When you’ve had a string of unsuccessful dates, you may have started wondering if there’s something you’ve been doing wrong. Sometimes, it really is just bad luck, but on the other hand, you could really be doing something out of habit or nervousness that sends you home with a thank you for the nice evening and an apology, you’re a nice guy but she can’t see it working out. These mistakes are often committed under the belief that they’re actually help, but these three definitely do not:
There’s a very fine line between a wine to accompany dinner and a drink to loosen you up. Even though a lot of first dates fall into the category of simply going out for a drink, that doesn’t immediately allow you to take it literally, especially, if you’re not planning a drink to relax and calm down your nerves. Specifically in the latter case, your nervousness will make you drink faster than you usually would and before you know it, it will go to your head. Even if you have a well-exercised liver, nervousness can make your reaction to alcohol more erratic – like by not eating prior to the date and an elevated blood pressure. Drinking and your reaction to it will make your date wonder how regularly you partake in this behavior. You can’t win, really. If you drink and it doesn’t faze you, she’ll consider you a regular drinker. Should you get tipsy, she’ll get to see a less than advantageous side of yourself. The safest choice is to abstain for the evening or take the cue from her.

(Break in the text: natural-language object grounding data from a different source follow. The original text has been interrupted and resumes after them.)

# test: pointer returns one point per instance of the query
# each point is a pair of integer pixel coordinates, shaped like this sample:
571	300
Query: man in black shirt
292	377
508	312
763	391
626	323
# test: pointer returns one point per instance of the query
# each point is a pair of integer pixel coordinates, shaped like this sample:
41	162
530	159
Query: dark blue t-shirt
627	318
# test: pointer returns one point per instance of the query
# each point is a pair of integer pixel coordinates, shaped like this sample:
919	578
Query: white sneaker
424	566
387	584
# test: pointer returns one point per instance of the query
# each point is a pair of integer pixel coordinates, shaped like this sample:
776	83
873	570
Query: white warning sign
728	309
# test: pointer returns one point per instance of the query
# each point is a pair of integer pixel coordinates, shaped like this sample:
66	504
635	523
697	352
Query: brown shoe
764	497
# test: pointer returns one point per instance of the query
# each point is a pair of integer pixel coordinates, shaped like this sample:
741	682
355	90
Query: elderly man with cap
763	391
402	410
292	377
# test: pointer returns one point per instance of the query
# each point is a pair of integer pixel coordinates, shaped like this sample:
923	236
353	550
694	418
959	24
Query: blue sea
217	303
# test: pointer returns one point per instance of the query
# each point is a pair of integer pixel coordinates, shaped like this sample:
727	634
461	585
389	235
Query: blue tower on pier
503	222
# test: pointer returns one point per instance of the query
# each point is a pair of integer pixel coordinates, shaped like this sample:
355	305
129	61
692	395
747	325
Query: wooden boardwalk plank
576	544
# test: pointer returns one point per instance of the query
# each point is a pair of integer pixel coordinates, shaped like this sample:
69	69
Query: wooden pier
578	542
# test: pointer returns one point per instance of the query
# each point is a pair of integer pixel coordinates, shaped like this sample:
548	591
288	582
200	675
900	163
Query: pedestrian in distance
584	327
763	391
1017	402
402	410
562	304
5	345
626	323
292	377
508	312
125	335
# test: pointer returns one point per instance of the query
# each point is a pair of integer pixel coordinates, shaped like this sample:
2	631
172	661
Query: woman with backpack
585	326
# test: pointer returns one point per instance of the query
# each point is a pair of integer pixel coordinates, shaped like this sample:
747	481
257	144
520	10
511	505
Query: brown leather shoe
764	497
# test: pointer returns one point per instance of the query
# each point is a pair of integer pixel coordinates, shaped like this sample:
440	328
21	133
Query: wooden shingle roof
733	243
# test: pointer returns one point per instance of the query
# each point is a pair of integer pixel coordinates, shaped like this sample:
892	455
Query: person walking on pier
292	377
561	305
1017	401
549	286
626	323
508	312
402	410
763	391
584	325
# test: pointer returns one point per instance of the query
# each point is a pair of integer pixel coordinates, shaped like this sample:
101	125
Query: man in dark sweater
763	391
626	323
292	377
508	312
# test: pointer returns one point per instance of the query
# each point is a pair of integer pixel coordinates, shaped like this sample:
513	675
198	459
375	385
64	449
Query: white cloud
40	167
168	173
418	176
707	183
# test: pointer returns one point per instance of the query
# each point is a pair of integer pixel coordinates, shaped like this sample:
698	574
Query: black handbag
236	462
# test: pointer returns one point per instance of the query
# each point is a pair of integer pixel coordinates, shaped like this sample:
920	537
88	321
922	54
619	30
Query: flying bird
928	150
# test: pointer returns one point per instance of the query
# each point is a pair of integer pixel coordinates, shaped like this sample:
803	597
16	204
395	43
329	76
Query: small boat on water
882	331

People on a first date are all about getting to know each other, not only in terms of compatibility of body, but also in mind. So of course you have to share experiences and talk about your life a bit. The keyword here is being a bit. As soon as you cross that, your date will wonder if you’re looking for a relationship (of any kind) or a follower in the church of yourself. While similarities create more attraction between two people, it detrimental when you answer all her stories with a similar story of your own without asking more about her. If you find yourself unsure on how to avoid making this mistake by accident, try moving from full-stop to full-stop when you’re talking. Pause after two stops and only continue if she doesn’t interject. On the other hand, when she’s speaking, find points where you can ask questions. Depending on the topic, ask one or two before moving on to another topic. Most likely, your questions alone will create a natural topic switch.
The Best and Worst Intentions
While you should ask questions about her to get to know her, there are taboo questions and even topics that you should give a wide berth. Avoid talking about money, previous love life and family. Unless she volunteers the information herself, don’t pressure her into giving out more details. The worst you can do is to keep on digging despite her trying to deflect you. You’re just getting to know each other and you’re not her therapist. Respect her choice of not wanting to share everything immediately.